This is a simple sounding question, but I have two uploads going on in parallel right now, one using 8 processing threads and the other using 16, so a total of 24. None of these files is huge, they seem to be under 15mb, with an occasional outlier around 45mb (though quite a few drawing scans break the TIFF max size barrier of 50MP even though these are only a miniscule ~2.5mb in filesize).
GWT was designed for a maximum of 20 threads, and I don't know whether to feel guilty at running 24 threads this way, even though these uploads are unlikely to break anything.

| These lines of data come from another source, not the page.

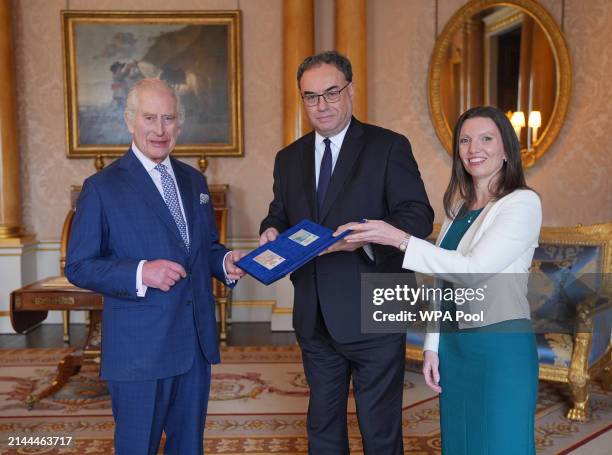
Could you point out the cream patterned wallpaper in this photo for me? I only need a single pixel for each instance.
(573, 179)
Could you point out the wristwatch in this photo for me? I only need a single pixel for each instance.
(402, 246)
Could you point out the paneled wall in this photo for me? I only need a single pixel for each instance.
(572, 178)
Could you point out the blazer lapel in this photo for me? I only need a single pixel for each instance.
(140, 181)
(186, 190)
(349, 153)
(308, 173)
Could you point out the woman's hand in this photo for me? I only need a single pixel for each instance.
(431, 363)
(373, 231)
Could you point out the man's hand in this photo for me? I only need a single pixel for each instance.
(162, 274)
(269, 235)
(343, 245)
(431, 373)
(233, 272)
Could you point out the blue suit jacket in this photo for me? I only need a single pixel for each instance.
(121, 218)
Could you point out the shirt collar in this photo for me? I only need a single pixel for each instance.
(149, 164)
(336, 140)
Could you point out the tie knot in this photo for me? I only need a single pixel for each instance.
(161, 168)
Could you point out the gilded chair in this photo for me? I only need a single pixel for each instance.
(570, 295)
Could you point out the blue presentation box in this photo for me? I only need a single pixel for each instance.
(291, 250)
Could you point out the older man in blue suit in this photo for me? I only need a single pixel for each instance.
(144, 236)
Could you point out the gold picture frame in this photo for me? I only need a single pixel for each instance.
(196, 52)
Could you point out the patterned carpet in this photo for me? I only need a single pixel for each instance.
(258, 402)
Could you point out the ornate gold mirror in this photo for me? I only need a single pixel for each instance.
(510, 54)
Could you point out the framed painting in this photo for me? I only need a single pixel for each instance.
(197, 53)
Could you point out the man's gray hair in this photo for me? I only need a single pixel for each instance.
(335, 58)
(131, 106)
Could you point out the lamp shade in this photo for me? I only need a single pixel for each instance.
(535, 119)
(518, 119)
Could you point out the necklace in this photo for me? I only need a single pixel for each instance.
(471, 216)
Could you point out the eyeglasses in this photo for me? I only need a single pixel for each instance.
(330, 96)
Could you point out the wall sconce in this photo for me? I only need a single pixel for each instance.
(535, 121)
(518, 121)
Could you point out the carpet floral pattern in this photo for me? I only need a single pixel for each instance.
(258, 404)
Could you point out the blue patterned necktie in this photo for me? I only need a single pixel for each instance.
(324, 173)
(171, 198)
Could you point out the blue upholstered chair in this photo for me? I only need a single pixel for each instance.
(570, 294)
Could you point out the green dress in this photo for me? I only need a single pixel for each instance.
(489, 380)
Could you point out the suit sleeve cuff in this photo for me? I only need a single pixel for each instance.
(227, 280)
(432, 340)
(141, 289)
(367, 248)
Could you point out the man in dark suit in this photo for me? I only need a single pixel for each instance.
(144, 236)
(344, 171)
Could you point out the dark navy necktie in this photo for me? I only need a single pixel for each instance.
(324, 173)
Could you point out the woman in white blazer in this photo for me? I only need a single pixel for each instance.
(486, 372)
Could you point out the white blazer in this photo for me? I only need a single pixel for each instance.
(501, 240)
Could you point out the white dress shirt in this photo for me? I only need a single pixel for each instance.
(335, 146)
(149, 166)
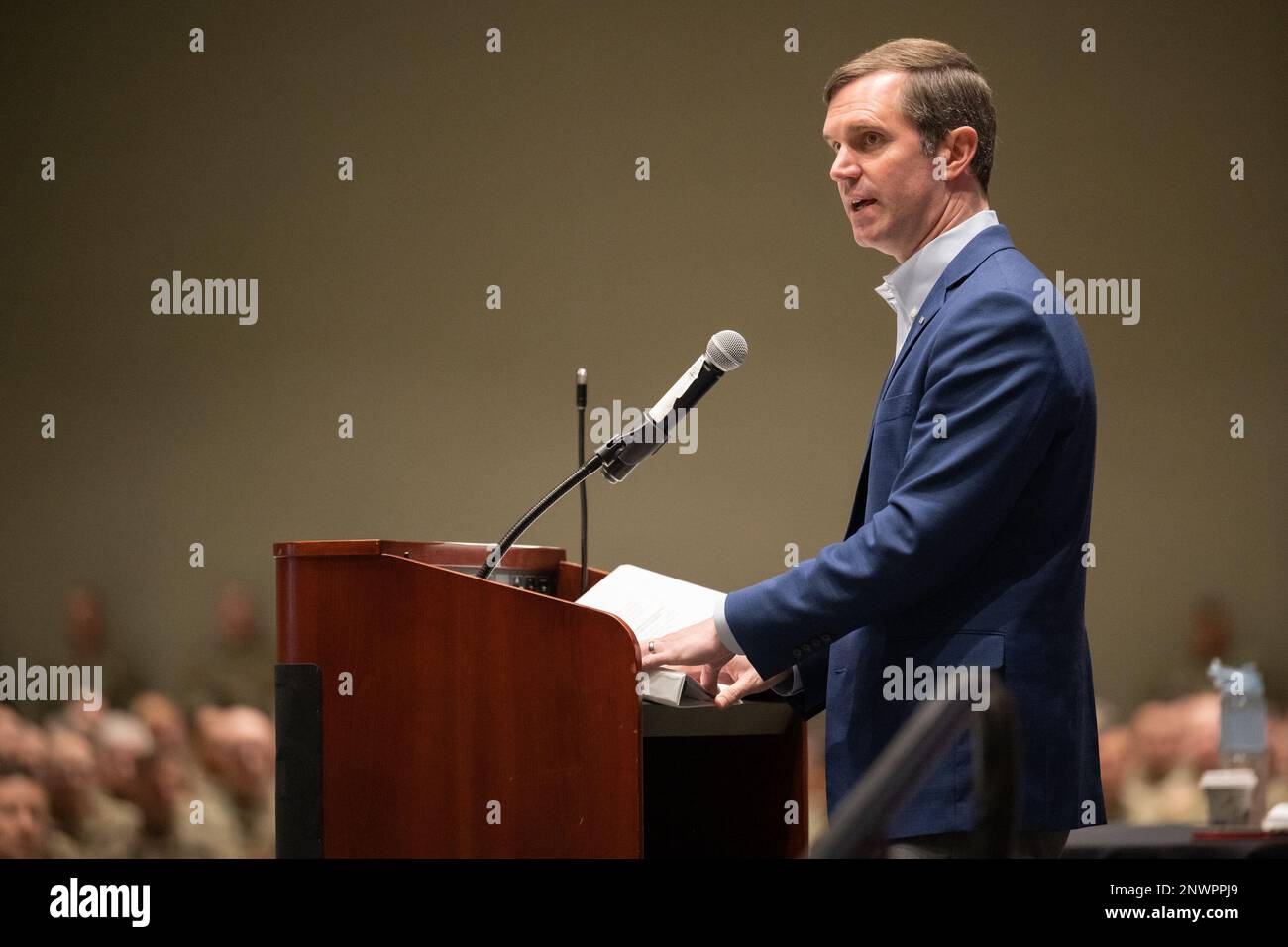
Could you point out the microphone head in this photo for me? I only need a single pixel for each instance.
(726, 350)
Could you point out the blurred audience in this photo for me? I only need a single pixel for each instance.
(149, 777)
(89, 643)
(235, 667)
(140, 776)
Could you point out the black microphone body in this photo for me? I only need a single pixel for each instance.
(645, 438)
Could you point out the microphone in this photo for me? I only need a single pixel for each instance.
(724, 354)
(618, 457)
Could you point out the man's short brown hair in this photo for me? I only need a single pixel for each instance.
(943, 91)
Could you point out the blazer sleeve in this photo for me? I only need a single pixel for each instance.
(993, 373)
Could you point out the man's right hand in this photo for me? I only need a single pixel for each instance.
(743, 681)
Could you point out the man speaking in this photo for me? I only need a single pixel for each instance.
(965, 547)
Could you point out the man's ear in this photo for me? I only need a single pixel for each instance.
(957, 151)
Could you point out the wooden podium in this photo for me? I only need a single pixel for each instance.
(423, 711)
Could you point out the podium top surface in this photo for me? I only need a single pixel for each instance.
(430, 553)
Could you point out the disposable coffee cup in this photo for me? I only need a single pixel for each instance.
(1229, 793)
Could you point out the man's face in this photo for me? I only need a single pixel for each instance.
(24, 818)
(879, 159)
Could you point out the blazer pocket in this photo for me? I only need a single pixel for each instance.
(898, 406)
(979, 648)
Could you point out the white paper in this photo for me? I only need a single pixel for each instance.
(653, 604)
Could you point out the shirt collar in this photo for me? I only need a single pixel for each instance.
(907, 287)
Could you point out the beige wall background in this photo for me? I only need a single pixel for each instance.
(516, 169)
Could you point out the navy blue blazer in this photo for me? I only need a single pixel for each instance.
(964, 548)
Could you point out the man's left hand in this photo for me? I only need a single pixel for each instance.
(696, 644)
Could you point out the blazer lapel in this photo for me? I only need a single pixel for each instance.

Any thoughts? If what I'm doing is somehow self-regulating, I would be tempted to add another job and bump the "volume" to 40 or more threads, as this particular upload has over 100,000 images (potentially 200,000) and I'd rather it didn't take over a month to complete (which is what it is looking like right now at a rate of 2,800 images per day).
Fae
Hi Fae,
On Mon, Jun 30, 2014 at 2:38 PM, Fæ faewik@gmail.com wrote:
This is a simple sounding question, but I have two uploads going on in parallel right now, one using 8 processing threads and the other using 16, so a total of 24. None of these files is huge, they seem to be under 15mb, with an occasional outlier around 45mb (though quite a few drawing scans break the TIFF max size barrier of 50MP even though these are only a miniscule ~2.5mb in filesize).
GWT was designed for a maximum of 20 threads, and I don't know whether to feel guilty at running 24 threads this way, even though these uploads are unlikely to break anything.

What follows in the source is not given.